Using YOLOv5 / YOLOv8 Models for Object Detection in MaixPy

Concept of Object Detection

Object detection refers to identifying the location and category of objects in images or videos, such as detecting apples, airplanes, etc., and marking their positions. Unlike classification, object detection includes positional information, so the result is generally a rectangle marking the object's position.

Using Object Detection in MaixPy

MaixPy provides YOLOv5 and YOLOv8 models by default, which can be used directly:

YOLOv8 requires MaixPy >= 4.3.0.

from maix import camera, display, image, nn, app

detector = nn.YOLOv5(model="/root/models/yolov5s.mud", dual_buff = True)
# detector = nn.YOLOv8(model="/root/models/yolov8n.mud")

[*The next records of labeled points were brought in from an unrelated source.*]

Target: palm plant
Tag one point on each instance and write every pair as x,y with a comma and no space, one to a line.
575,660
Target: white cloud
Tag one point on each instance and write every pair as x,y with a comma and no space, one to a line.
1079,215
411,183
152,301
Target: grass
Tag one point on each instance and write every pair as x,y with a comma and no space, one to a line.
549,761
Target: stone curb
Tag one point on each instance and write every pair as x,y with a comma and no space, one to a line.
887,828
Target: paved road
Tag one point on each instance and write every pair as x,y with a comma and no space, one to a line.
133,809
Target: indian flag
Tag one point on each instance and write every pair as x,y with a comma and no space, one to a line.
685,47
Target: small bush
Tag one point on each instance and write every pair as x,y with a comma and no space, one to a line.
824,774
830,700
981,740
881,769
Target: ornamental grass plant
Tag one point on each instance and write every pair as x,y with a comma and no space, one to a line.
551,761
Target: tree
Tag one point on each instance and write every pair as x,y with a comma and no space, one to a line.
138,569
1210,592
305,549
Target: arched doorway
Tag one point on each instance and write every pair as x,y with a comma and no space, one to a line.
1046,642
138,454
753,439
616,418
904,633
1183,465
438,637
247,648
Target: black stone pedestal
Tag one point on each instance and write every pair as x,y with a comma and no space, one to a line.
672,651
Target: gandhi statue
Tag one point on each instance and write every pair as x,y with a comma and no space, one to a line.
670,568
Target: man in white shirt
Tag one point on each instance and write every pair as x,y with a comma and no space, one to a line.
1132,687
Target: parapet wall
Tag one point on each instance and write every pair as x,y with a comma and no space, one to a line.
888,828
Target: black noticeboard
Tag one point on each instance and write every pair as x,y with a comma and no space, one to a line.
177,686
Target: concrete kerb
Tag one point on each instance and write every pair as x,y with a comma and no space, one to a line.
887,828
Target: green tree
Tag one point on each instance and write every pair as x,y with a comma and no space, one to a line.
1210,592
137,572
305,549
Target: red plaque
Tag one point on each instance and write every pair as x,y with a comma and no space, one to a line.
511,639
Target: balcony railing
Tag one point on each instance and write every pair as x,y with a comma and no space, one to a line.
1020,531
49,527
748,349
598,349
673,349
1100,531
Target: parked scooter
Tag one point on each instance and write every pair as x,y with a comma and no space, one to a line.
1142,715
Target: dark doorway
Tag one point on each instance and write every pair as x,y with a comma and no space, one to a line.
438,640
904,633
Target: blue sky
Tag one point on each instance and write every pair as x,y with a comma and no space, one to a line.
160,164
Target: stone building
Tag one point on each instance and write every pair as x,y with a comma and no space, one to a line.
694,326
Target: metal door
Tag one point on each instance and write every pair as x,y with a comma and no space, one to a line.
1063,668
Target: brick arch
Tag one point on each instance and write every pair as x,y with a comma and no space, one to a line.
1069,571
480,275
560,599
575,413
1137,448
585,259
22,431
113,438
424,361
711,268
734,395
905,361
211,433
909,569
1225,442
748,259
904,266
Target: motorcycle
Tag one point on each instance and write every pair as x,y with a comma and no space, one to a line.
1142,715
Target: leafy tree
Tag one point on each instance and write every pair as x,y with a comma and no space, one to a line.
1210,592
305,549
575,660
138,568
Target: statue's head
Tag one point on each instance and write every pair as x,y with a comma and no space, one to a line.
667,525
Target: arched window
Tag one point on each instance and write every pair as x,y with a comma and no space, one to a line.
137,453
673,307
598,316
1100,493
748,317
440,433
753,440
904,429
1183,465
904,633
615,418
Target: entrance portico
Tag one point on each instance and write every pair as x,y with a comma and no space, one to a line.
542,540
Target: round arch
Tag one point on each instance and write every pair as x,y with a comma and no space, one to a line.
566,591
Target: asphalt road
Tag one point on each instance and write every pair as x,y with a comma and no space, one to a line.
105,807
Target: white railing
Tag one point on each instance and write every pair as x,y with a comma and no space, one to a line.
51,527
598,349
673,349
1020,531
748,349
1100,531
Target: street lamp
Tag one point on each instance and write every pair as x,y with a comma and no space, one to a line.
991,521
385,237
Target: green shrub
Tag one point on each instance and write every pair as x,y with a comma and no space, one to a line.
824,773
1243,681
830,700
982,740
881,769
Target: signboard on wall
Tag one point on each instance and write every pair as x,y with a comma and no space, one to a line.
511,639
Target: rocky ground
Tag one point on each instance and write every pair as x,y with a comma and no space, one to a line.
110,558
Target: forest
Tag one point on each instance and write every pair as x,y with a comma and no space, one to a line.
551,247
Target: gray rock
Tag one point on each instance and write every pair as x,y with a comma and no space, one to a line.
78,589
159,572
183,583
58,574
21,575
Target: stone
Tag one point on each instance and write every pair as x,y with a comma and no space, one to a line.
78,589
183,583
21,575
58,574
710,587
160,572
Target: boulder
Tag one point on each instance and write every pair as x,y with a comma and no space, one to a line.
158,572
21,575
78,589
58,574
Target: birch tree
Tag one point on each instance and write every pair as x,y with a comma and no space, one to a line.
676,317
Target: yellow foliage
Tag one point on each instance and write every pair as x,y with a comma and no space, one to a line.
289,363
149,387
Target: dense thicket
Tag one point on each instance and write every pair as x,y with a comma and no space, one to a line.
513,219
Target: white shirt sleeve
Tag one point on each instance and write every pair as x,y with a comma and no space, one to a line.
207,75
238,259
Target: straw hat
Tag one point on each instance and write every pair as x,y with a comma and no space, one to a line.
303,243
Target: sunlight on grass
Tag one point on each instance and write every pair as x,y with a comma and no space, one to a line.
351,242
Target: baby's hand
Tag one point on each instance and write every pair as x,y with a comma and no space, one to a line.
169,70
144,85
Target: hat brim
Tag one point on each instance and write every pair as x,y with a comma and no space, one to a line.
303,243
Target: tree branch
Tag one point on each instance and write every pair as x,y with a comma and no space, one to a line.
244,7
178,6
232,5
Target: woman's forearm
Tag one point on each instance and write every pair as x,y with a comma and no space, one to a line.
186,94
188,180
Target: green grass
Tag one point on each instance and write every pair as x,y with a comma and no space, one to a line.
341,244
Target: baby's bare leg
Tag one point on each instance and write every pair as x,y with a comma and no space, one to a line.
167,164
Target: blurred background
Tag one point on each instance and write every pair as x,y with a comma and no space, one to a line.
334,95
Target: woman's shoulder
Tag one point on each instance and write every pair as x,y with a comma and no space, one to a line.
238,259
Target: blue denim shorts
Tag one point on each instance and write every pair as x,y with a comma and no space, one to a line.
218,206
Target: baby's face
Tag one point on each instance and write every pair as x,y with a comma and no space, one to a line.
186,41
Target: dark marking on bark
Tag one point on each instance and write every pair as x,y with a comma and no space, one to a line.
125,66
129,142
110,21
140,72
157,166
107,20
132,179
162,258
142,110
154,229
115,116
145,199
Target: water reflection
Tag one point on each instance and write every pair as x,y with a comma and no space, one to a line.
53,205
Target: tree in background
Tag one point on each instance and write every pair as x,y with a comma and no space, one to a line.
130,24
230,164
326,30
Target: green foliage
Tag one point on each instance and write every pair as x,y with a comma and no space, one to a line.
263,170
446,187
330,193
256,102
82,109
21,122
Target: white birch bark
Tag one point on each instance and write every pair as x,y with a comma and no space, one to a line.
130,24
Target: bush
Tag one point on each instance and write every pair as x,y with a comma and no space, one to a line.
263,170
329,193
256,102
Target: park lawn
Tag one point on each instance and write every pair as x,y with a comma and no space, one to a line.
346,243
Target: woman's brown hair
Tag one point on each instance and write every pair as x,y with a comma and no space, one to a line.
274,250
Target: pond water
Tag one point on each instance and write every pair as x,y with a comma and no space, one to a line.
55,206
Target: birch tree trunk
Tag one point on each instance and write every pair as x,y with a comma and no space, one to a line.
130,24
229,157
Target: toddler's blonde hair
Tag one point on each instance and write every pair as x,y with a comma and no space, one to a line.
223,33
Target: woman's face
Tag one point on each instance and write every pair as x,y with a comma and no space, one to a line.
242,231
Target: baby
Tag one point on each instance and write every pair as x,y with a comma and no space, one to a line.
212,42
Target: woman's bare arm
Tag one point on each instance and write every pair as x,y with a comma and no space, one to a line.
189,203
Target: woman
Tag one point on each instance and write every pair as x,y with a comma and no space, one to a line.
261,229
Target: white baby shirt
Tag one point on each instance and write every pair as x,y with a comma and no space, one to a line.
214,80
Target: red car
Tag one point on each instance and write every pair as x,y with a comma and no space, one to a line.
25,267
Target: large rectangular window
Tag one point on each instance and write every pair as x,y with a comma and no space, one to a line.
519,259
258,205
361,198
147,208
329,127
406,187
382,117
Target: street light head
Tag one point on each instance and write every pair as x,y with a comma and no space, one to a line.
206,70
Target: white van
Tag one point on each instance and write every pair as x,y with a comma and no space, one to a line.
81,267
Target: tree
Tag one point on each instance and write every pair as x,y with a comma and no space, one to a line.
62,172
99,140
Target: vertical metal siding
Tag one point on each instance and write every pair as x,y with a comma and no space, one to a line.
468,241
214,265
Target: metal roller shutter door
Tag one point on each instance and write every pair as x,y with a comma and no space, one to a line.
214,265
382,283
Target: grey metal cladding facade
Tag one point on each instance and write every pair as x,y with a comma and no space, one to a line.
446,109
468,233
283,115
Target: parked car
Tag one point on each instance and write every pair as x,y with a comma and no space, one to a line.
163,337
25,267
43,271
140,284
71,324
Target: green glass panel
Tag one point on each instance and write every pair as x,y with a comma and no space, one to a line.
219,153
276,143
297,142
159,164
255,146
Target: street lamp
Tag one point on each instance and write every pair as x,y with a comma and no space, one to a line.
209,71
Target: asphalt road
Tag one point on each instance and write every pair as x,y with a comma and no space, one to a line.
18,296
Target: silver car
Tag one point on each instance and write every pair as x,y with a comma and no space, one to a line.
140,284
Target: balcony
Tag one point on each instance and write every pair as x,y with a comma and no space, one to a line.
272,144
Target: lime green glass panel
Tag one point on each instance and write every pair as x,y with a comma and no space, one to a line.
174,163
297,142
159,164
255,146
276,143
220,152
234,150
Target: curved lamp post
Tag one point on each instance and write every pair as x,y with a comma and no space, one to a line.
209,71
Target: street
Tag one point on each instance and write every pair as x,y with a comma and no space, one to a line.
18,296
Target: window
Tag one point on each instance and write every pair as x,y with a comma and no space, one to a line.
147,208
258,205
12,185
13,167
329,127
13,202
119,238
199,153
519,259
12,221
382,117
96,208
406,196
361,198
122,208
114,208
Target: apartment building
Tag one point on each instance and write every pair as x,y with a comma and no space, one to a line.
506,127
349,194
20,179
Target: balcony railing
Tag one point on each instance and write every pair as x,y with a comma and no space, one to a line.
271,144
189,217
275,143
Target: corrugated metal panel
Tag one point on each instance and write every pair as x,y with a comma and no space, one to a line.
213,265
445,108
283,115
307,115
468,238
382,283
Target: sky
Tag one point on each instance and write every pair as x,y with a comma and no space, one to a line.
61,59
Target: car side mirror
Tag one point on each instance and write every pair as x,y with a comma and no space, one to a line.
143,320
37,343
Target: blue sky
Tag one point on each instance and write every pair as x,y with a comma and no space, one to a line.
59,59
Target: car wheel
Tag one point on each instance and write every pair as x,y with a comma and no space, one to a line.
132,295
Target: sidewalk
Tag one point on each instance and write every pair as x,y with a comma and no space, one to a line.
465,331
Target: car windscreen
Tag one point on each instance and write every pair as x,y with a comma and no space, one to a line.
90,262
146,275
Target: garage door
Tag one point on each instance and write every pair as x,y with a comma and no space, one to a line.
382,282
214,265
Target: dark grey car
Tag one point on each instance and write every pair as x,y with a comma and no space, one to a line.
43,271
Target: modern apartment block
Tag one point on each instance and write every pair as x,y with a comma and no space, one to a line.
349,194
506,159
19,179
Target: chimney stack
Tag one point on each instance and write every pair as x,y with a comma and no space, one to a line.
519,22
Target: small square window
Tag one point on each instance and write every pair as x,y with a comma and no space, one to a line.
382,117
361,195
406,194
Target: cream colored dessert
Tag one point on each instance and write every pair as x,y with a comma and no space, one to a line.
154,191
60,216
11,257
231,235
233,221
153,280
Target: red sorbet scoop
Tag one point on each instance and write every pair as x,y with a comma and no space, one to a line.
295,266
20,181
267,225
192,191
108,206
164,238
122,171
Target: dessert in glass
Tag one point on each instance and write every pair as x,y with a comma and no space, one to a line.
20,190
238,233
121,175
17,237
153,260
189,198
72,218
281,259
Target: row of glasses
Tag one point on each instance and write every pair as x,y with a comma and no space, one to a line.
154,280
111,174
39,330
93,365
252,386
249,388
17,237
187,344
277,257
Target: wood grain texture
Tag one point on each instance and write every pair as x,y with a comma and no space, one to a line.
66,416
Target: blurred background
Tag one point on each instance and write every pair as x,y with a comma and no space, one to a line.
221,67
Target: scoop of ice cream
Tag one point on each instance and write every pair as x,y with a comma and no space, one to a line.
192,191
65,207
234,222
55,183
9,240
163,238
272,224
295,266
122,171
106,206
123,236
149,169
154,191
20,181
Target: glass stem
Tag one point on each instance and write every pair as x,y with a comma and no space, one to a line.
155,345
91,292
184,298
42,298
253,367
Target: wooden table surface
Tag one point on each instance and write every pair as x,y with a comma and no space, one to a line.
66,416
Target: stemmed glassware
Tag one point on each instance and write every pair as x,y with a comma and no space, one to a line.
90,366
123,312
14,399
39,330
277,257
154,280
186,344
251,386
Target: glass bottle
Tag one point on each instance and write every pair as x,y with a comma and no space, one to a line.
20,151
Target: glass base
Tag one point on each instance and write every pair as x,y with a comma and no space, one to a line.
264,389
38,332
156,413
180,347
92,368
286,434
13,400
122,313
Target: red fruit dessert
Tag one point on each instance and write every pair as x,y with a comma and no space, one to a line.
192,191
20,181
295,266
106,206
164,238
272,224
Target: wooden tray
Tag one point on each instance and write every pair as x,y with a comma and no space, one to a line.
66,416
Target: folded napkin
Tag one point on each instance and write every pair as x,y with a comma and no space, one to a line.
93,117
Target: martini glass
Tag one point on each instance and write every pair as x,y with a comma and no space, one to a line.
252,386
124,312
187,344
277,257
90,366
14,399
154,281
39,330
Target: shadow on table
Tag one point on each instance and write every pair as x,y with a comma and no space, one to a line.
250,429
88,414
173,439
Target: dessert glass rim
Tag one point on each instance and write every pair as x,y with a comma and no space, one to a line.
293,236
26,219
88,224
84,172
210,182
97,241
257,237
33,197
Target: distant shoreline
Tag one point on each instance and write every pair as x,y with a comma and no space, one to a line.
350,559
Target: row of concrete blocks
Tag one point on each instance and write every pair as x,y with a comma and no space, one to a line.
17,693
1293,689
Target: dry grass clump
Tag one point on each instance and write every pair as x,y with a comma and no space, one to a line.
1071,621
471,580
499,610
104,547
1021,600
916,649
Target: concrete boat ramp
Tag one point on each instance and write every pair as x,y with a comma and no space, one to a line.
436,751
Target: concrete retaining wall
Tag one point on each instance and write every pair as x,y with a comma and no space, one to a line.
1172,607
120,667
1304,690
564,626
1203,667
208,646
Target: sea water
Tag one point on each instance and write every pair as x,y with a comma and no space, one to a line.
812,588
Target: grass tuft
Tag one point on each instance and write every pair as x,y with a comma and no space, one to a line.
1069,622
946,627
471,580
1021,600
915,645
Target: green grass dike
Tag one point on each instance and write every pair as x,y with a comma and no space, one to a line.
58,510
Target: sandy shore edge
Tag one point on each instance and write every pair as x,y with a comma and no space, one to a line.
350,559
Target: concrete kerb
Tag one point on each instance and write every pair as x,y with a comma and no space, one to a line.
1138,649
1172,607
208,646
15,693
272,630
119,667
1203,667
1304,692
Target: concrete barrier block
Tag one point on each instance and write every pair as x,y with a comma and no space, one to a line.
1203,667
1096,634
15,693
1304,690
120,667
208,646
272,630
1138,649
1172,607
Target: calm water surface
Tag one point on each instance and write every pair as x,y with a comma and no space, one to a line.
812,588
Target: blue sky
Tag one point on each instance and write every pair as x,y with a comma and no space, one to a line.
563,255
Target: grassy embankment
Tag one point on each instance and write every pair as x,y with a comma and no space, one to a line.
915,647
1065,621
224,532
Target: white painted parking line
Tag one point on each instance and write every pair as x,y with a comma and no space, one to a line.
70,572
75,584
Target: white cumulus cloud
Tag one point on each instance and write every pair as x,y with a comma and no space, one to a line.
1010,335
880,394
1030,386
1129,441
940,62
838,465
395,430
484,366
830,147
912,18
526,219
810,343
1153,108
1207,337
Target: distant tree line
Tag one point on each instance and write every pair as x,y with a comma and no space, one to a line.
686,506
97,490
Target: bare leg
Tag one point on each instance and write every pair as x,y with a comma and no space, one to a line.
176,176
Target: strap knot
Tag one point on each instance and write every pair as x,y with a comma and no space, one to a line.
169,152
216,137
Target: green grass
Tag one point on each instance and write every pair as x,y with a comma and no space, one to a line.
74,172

cam = camera.Camera(detector.input_width(), detector.input_height(), detector.input_format())
dis = display.Display()

while not app.need_exit():
    img = cam.read()
    objs = detector.detect(img, conf_th = 0.5, iou_th = 0.45)
    for obj in objs:
        img.draw_rect(obj.x, obj.y, obj.w, obj.h, color = image.COLOR_RED)
        msg = f'{detector.labels[obj.class_id]}: {obj.score:.2f}'
        img.draw_string(obj.x, obj.y, msg, color = image.COLOR_RED)
    dis.show(img)

Video demonstration:

Here, the camera captures an image, which is then passed to the detector for detection. The results (classification names and positions) are displayed on the screen.

You can switch between YOLOv5 and YOLOv8 by replacing them in the code. Make sure to update the model file path accordingly.

The list of 80 supported object categories can be found in the appendix.

For more API usage, refer to the documentation of the maix.nn module.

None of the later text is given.